My Mom dream April 14, 2000


This was such an amazing dream to have about my birth mother. I wish I had written more of the details of the dream at the time, but after all these years I can still recall the incredible strength of the connection I felt when I awoke. While it will likely always be difficult to accept so many discrepancies in my past, it is deeply comforting to look back and see the messages were so persistent in surfacing.
Although I do not know where this dream took place, I understood I was at the house of the woman who gave birth to me, my true mother. This was not the same woman I grew up believing was my mother.
In the dream I was looking through a photo album or scrap book and came across a picture of my mother when she was younger, perhaps in her late twenties or early thirties. The photo was a close-up of just her face, I could see it very clearly. There was someone in the room talking to me who I’m sure were her other children, a woman and a man. They were agreeing there was a strong resemblance between my mother and me. My mother had shoulder length brown hair, and she was very pretty. Her nose was smaller than mine and I saw gentleness in her face I felt I had as a younger girl. Did I bear some resemblance to her? I wondered as I looked at her face, hoping there was something of her in me.
There were two other pictures in particular that drew my attention. One was of her wedding day and the other taken when she was older, perhaps in her thirties. She was wearing a very stylish hat from the late 50s or early 60s. She seemed very familiar to me and I removed the photo from the book to look at the name written on the back. I cannot recall the name I saw no matter how hard I have tried. Some other pictures fell out from the book when I removed it. These were all of her wedding day and seeing them gave me quite a shock. At the time I thought these were my parents, but I was wrong, it had been just an assumption because of the situation I was in. It was my mother yes, but not my father.
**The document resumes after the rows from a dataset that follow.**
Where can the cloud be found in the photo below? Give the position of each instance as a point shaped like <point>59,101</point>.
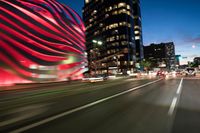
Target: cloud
<point>194,40</point>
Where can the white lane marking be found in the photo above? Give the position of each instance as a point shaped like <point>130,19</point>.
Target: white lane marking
<point>173,105</point>
<point>78,109</point>
<point>175,99</point>
<point>24,113</point>
<point>179,87</point>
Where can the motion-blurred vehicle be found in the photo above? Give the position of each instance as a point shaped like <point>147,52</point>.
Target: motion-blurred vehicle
<point>93,79</point>
<point>161,74</point>
<point>190,72</point>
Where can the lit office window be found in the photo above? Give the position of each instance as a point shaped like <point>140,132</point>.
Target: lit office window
<point>137,32</point>
<point>137,37</point>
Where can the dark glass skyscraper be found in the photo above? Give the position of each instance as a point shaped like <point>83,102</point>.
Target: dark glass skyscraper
<point>110,35</point>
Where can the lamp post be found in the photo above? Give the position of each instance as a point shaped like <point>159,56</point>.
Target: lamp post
<point>117,62</point>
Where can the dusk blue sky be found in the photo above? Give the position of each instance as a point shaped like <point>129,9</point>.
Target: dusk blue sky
<point>167,20</point>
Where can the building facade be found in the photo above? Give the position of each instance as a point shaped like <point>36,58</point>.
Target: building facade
<point>110,35</point>
<point>161,55</point>
<point>138,30</point>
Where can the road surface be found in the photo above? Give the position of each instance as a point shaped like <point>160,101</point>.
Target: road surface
<point>122,106</point>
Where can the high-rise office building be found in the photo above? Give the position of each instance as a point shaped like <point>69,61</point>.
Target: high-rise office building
<point>138,30</point>
<point>161,55</point>
<point>110,35</point>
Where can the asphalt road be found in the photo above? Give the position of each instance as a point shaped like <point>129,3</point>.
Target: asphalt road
<point>122,106</point>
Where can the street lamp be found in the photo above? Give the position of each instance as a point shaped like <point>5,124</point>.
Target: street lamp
<point>96,44</point>
<point>117,62</point>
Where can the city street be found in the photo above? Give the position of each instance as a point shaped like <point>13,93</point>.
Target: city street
<point>114,106</point>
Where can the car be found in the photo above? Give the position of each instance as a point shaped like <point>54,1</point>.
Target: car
<point>161,74</point>
<point>190,72</point>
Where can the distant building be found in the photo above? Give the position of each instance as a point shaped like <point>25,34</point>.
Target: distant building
<point>177,60</point>
<point>161,55</point>
<point>138,30</point>
<point>112,38</point>
<point>197,61</point>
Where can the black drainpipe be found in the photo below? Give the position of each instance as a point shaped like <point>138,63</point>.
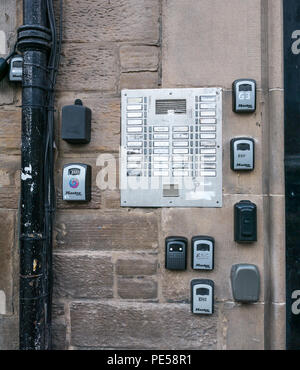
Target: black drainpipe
<point>34,41</point>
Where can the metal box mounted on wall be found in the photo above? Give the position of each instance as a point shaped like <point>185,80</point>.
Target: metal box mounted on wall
<point>171,148</point>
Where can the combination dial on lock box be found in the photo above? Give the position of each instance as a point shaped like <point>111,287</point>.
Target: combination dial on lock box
<point>77,182</point>
<point>202,253</point>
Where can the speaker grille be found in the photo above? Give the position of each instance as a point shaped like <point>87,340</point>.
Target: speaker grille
<point>176,105</point>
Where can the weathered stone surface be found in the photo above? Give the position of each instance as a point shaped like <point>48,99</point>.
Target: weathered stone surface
<point>139,58</point>
<point>275,44</point>
<point>137,288</point>
<point>276,165</point>
<point>109,230</point>
<point>105,135</point>
<point>9,329</point>
<point>136,266</point>
<point>83,276</point>
<point>141,326</point>
<point>198,221</point>
<point>277,326</point>
<point>7,233</point>
<point>139,80</point>
<point>87,66</point>
<point>10,131</point>
<point>241,327</point>
<point>111,20</point>
<point>216,43</point>
<point>111,199</point>
<point>277,249</point>
<point>9,181</point>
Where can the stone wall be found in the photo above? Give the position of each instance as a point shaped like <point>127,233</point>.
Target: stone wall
<point>111,289</point>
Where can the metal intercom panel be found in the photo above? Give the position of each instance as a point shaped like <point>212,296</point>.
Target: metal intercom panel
<point>171,148</point>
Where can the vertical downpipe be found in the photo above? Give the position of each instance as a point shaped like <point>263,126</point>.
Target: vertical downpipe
<point>34,41</point>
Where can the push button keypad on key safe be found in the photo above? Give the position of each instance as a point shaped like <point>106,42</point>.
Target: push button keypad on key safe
<point>176,253</point>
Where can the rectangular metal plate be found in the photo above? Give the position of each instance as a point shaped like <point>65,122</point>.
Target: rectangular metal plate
<point>171,138</point>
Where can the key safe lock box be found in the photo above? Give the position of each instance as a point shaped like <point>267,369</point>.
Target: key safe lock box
<point>171,148</point>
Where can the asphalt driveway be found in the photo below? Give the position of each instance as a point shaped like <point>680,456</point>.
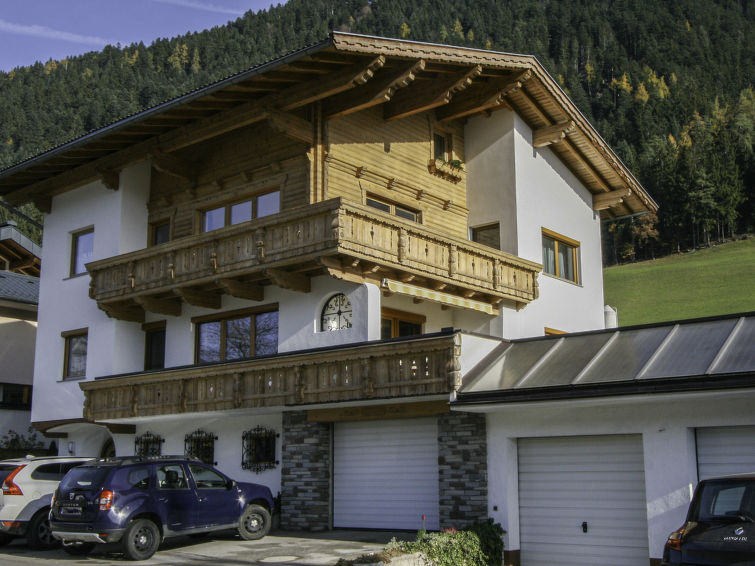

There was one other picture which really resonated—I began to cry when I saw it—it seemed to tell a story of her love for my father. The image was of a bench or outdoor love seat beside a stream or creek that ran through her property. There was no one sitting on it, just a blanket draped over the back as if two people had just left.
Somehow I understood the importance of this place to my parents, a place hidden from the world, their secret spot. Her children were telling me my mother was haunted, I think about the choices she felt forced to make in her life, especially regarding me in her later years although they did not understand the reasons at the time. It all made me very emotional.
I got the feeling she had died in recent years, but it had taken some time for them to locate me. Before she died she explained everything to them so they would understand the terms of her will, hopefully understanding what happened and why. They were very accepting of me in the dream and also quite accommodating, showing me around and helping me understand her life. The property where we were had been sold and they wanted me to see it before the new owners made any changes. I was touched by their commitment to give me the peace that comes from understanding.

This is all I could remember of the dream. I lay awake wondering about this information, wishing I could better understand. It’s very hard to accept what I was being told. How could this woman possibly be my mother? Considering for a moment this is true, then the secrecy and lies, the culture introduced through the family that raised me, the desire to hide me; all these things made more sense based on this new information.
There is a resonance with this information I could not argue against. Also, I could now understand why it would have been unacceptable for her to raise me as her own. The society she was born to would never tolerate the wide ranging implications from this kind of indiscretion.
**Since having this dream, I see that my daughter looks very much like my mother, more so I think, than me.